Performance Optimization

FastF1 can process large amounts of F1 data. This guide covers strategies to optimize performance, reduce loading times, and manage memory efficiently.

Caching Strategies

Caching is the most important optimization for FastF1. It prevents re-downloading data from the API on every script run.

Enable Caching

Always enable caching at the start of your script:

import fastf1

# Enable caching with a persistent directory
fastf1.Cache.enable_cache('/path/to/cache/directory')

# Or use a relative path
fastf1.Cache.enable_cache('./fastf1_cache')

Cache Location Best Practices

import os
import fastf1

# Option 1: User's home directory
cache_dir = os.path.expanduser('~/.fastf1_cache')
fastf1.Cache.enable_cache(cache_dir)

# Option 2: Project-specific cache
project_cache = os.path.join(os.getcwd(), 'cache')
fastf1.Cache.enable_cache(project_cache)

# Option 3: Temporary directory (cleared on reboot)
import tempfile
temp_cache = os.path.join(tempfile.gettempdir(), 'fastf1_cache')
fastf1.Cache.enable_cache(temp_cache)

Cache Management

import fastf1
import os
import shutil

# Check cache size
def get_cache_size(cache_dir):
    total_size = 0
    for dirpath, dirnames, filenames in os.walk(cache_dir):
        for f in filenames:
            fp = os.path.join(dirpath, f)
            total_size += os.path.getsize(fp)
    return total_size / (1024 * 1024)  # MB

cache_dir = './fastf1_cache'
fastf1.Cache.enable_cache(cache_dir)

print(f"Cache size: {get_cache_size(cache_dir):.2f} MB")

# Clear cache if needed
def clear_cache(cache_dir):
    if os.path.exists(cache_dir):
        shutil.rmtree(cache_dir)
        os.makedirs(cache_dir)
        print("Cache cleared")

# clear_cache(cache_dir)  # Uncomment to clear

Cache Duration

Cached data remains valid indefinitely for completed sessions.

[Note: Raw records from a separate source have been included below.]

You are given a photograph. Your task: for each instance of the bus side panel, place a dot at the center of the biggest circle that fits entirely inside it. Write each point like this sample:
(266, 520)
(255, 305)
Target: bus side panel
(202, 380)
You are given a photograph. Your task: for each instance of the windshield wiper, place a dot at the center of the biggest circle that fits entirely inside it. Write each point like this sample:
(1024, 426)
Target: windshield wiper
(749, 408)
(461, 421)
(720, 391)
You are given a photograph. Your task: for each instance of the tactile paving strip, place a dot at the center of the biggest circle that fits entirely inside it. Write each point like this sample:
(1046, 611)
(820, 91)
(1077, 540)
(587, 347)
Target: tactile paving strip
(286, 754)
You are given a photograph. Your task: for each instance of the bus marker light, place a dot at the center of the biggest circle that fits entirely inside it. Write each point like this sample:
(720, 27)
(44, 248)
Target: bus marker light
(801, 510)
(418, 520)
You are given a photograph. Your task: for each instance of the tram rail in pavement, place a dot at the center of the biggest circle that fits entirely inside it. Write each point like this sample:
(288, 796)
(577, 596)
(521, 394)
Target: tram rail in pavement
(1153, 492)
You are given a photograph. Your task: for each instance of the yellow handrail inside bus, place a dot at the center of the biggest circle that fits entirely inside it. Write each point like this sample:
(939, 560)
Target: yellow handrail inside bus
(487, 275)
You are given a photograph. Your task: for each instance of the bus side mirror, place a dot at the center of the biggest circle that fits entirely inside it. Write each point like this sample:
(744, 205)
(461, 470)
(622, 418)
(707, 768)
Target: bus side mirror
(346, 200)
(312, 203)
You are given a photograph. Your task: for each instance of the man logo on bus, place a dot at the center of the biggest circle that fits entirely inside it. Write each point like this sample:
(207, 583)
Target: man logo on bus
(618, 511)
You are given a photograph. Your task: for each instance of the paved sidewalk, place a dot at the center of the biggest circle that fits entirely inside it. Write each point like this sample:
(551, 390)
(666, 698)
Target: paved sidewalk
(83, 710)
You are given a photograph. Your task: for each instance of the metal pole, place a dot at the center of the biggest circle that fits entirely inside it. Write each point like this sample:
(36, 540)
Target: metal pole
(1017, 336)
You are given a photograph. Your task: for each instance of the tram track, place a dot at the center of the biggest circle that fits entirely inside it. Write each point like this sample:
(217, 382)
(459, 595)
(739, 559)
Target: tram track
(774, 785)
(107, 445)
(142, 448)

For ongoing or recent sessions, you may want to refresh:

import fastf1
from datetime import datetime, timedelta

fastf1.Cache.enable_cache('./cache')

# For very recent sessions, you might want to re-download
session = fastf1.get_session(2024, 'Bahrain', 'R')

# Check if session was recent (within last 48 hours)
session_date = session.event['EventDate']
if datetime.now() - session_date < timedelta(hours=48):
    print("Recent session - consider clearing cache for latest data")

Efficient Data Loading

Load Only What You Need

Avoid loading unnecessary data:

import fastf1

fastf1.Cache.enable_cache('./cache')
session = fastf1.get_session(2023, 'Monza', 'R')

# Load with specific options
session.load(
    telemetry=True,   # Load telemetry data
    weather=True,     # Load weather data
    messages=True     # Load race control messages
)

# For lap time analysis only, telemetry isn't needed
session.load(
    telemetry=False,  # Skip telemetry loading
    weather=False,
    messages=False
)

Selective Lap Loading

Load and process only relevant laps:

# Instead of loading all laps and then filtering
session = fastf1.get_session(2023, 'Monaco', 'Q')
session.load()

# Filter immediately after loading
quick_laps = session.laps.pick_quicklaps()

# Or filter to specific drivers
driver_laps = session.laps.pick_drivers(['VER', 'HAM'])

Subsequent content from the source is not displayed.